Le Conseil d’Etat précise les prérogatives du Bureau de conciliation et d’orientation

La réforme de la procédure prud'homale résultant de la loi n° 2015-990 du 06 août 2015 et du décret du 20 mai 2016 a sensiblement fait évoluer les prérogatives affectées au bureau de conciliation, depuis dénommé bureau de conciliation et d'orientation. Cette réforme a cependant soulevé des contestations dont certaines ont été portées devant de Conseil d’Etat.

La loi d’août 2015 a notamment introduit une nouvelle disposition dans le Code du travail, à savoir l’article L.1454-1-3 qui dispose que : « Si, sauf motif légitime, une partie ne comparaît pas, personnellement ou représentée, le bureau de conciliation et d’orientation peut juger l’affaire, en l’état des pièces et moyens que la partie comparante a contradictoirement communiqués. Dans ce cas, le bureau de conciliation et d’orientation statue en tant que bureau de jugement dans sa composition restreinte mentionnée à l’article L. 1423-13 ».

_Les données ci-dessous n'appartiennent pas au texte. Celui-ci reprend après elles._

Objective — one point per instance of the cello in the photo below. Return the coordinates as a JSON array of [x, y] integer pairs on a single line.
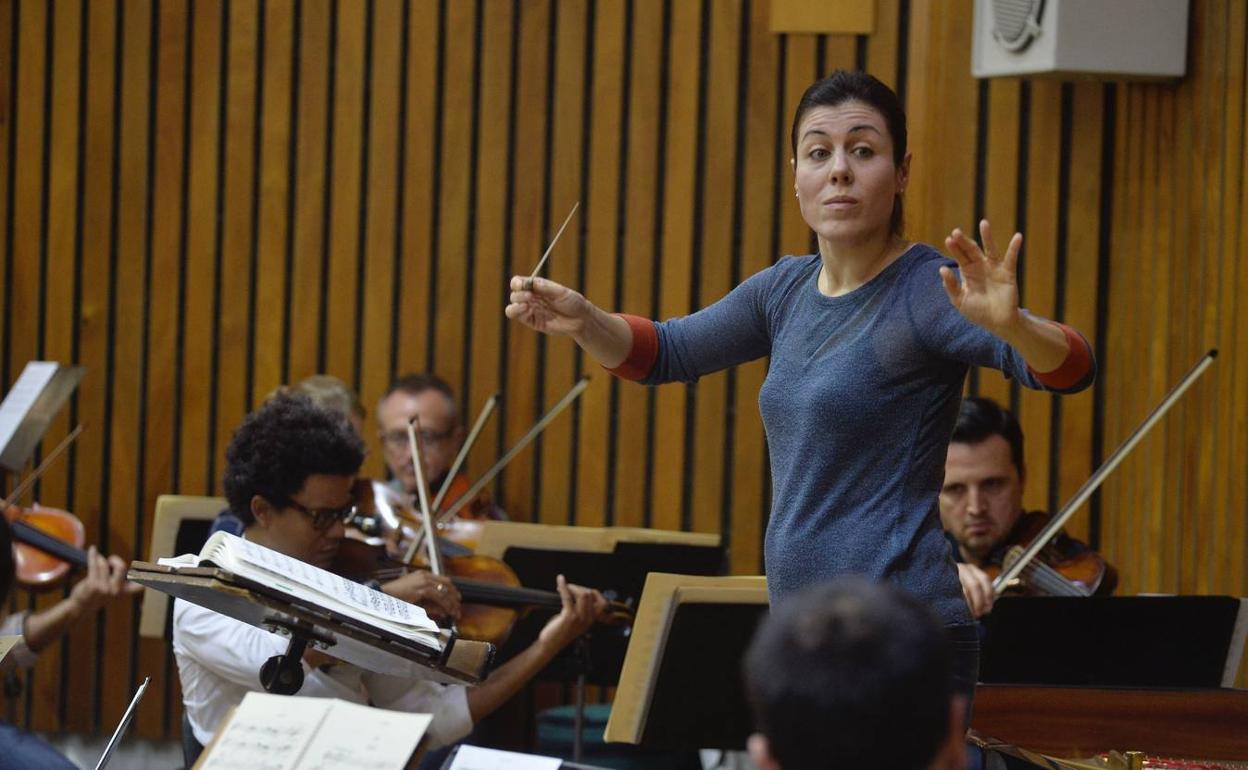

Il ressort de cet article que le bureau de conciliation et d'orientation dispose de la faculté de juger une affaire en l'état, empruntant la composition restreinte du bureau de jugement, lorsque l'une des parties ne comparaît pas personnellement ou représentée et qu'elle ne fait pas état d'un motif légitime.

Le décret du 20 mai 2016 a apporté certaines précisions et a notamment transformé la faculté offerte au bureau de conciliation et d’orientation inscrite dans l’article L.1454-1-3 du Code du travail. Il est en effet mentionné à l’article R.1454-13 du Code du travail (4° de l’article 14 du décret de mai 2016) que lorsque le défendeur ne comparaît pas sans avoir justifié en temps utile d’un motif légitime, le bureau de conciliation et d'orientation doit juger l’affaire en l’état des pièces et moyens contradictoirement communiqués par le demandeur. L’article précise aussi que le bureau ne peut renvoyer l’affaire à une audience ultérieure du bureau de jugement, réuni en formation restreinte, que pour s’assurer de la communication des pièces et moyens au défendeur.

 

Le caractère impératif de l’article R.1454-13 du Code du travail ayant été jugé comme un excès de pouvoir par l’organe règlementaire et par de nombreux praticiens, plusieurs requêtes ont été portées devant le Conseil d’Etat. Dans sa décision du 30 janvier 2019 (CE Contentieux, 30 janvier 2019, n° 401681), le Conseil d’Etat a annulé la seconde phrase de l’article R.1454-13 du Code du travail en estimant qu’elle méconnaissait l’article L.1454-1-3 du code du travail qui ne prévoit qu’une simple faculté pour le bureau de conciliation et d’orientation de juger une affaire en cas de non-comparution du défendeur sans motif légitime. Seule la faculté de juger que permet la loi est donc à prendre en compte.

En pratique, je constate que le bureau de conciliation et d'orientation est d'une nature frileuse.

Je n'ai encore jamais vu de décision sur le fond prise dès la phase de conciliation en l'absence du défendeur, auquel il est systématiquement donné une seconde chance par un renvoi de l'affaire en bureau de jugement.

Un tel couperet pour les employeurs aurait pourtant la vertu de les inciter à ce manifester rapidement en présentant des arguments et des pièces et donc de répondre à l'objectif du législateur de favoriser ce mode de règlement amiable.